Structural Challenges for the US Delta Soybean Market

Soybean farmers in the US Delta recently wrapped up their second consecutive harvest with record low Mississippi River levels. With limited local crush capacity, nearly all Delta soybeans travel south via the river to export. Low water the last two falls curtailed barge capacities, making logistics prohibitively expensive, if even available at all.

The three states that make up the majority of the Delta, (Mississippi, Arkansas, and Louisiana) grow ~330 mil bushels (9 MMT) of soybeans annually, ~8% of the US total. Low river levels have, rightly, taken all the oxygen out of the room when discussing markets in this region. But its not just the river that is producing headwinds for these growers. There is a more structural issue materializing.
Have a look at last week’s USDA WASDE data on the global soybean market, and compare it to ten years prior.

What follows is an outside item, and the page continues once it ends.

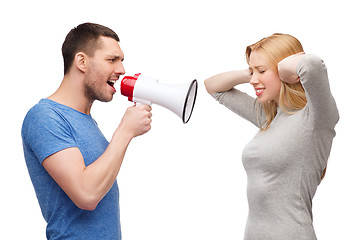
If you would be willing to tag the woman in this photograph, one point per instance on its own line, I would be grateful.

This crop year, the USA is expected to export 48 MMT of beans, 28% of global import demand. Down from 39% ten years ago. Said another way, US exports have moved from 141 days to 104 days of global import demand in ten short years. South America’s export season begins in February. As their exports grow their shipping season extends deeper and deeper into the US fall.
And here is the Delta dilemma. Delta harvest begins in early August, at least a month ahead of the Midwest. This year ~60% of the Delta crop was harvested by Oct 1. Historically Delta farmers enjoyed big early season premiums as they refilled an empty global pipeline. Going forward those same early beans will have the toughest competition with lingering South American inventories.
Harvest carries seem inevitable. The Delta will need to build bins to store beans (not easy with 80-90 degree harvest time temps) or develop new markets away from export (Oxbow Crush is working to be one of those new Delta markets).
The implications of this stretch beyond the Delta. Early season barge demand, upriver basis levels, CME futures spreads, all will see impacts.